The extensive range of data sources, each with its own potential biases, coupled with gaps in data for specific locations and years, complicates the analysis of single outcomes in GBD or tracking person-level data over time. Rather, the strength lies in the breadth of the estimates produced. The strength (or lack) of the evidence for many potential risk-outcome relationships is also a limitation.

“GBD follows a rules-based approach to synthesizing this evidence. This means that GBD findings may differ from assessments that place more weight on expert views than on data-driven evidence.”

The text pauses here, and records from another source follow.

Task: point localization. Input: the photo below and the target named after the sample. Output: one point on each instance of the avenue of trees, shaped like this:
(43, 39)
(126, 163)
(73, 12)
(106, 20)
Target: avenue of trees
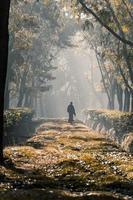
(107, 28)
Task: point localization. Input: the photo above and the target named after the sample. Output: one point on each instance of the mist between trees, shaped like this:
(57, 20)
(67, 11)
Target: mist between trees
(61, 51)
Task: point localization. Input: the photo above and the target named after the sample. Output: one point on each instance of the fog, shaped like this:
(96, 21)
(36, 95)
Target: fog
(40, 50)
(77, 80)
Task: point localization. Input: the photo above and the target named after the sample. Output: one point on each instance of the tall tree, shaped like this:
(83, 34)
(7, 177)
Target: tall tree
(4, 37)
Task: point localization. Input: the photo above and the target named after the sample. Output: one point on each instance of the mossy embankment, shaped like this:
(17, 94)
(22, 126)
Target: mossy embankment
(63, 161)
(116, 125)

Actuarial uses for GBD data

With research as comprehensive as GBD, there are a number of areas where it can be used to inform assumption setting, improve models, and generally strengthen the data used and results produced in actuarial use cases. Some examples of the ways actuaries have used GBD data include but are not limited to the following categories:

Assumption setting and risk categorization:
  • Using incidence and prevalence metrics for assumptions-setting for critical illness policy.
  • Using cause-specific years-of-life-lost metrics that measure premature mortality attributable to a health condition to support risk categorization for life insurance applicants.
Benchmarking and analysis:
  • Benchmarking internal or industry data to quantify differences between population of interest and the general population.
  • Understanding drivers of mortality, enabling better decision-making and more accurate rate setting, especially in projections for mortality changes into the future.


Business strategy and forecasting:

  • Informing employee health strategy and wellness programs by identifying the risk factors and conditions contributing most to potential health loss.
  • Using forecasted health scenarios for disease burden, mortality and longevity to inform the future projections of business outcomes.
  • Quantifying expectations for new markets, based on differences in GBD metric between countries, combined with experience data for existing markets.
  • Quantifying expectations for new products or changes in underwriting, informed by the GBD metrics for conditions that are relevant to the new features.

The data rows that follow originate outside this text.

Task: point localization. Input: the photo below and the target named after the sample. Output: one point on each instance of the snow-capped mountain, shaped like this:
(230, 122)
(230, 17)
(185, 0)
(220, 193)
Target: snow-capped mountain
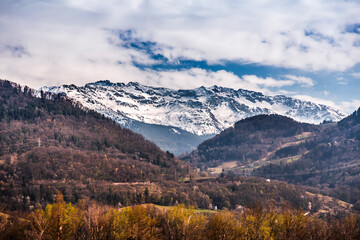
(201, 111)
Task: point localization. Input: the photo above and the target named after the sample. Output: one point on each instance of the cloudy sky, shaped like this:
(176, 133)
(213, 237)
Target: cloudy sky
(305, 49)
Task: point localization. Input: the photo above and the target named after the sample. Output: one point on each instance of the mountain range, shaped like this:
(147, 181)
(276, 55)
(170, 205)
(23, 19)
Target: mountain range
(49, 144)
(179, 120)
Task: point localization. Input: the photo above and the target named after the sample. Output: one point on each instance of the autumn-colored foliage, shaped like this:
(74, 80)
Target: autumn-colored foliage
(66, 221)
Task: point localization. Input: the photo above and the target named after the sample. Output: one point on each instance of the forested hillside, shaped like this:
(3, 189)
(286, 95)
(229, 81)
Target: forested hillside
(50, 144)
(325, 157)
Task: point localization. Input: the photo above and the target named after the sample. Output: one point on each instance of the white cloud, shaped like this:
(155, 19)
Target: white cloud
(69, 33)
(355, 75)
(350, 106)
(70, 42)
(344, 106)
(303, 81)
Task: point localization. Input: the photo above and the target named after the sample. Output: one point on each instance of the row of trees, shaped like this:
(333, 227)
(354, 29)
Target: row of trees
(65, 221)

Global assumption setting:

  • For countries without credible country-specific mortality tables or mortality improvement tables, using GBD life tables for general assumptions setting.

Customized guidance and personalized tables:

  • Setting customized individual health guidance based on reported risk factor exposures and diagnoses.
  • Creating personalized mortality tables based on individual risk factor exposures.

In addition to actuarial uses for this case, the real-world applications are far reaching, from life sciences, biotechnology, and medical devices, to supply chain management, technology and beyond. IHME equips decision makers all over the world with data-driven insights that drive confident, strategic decision making.

This article reflects the opinion of the author and does not represent an official statement of the CIA.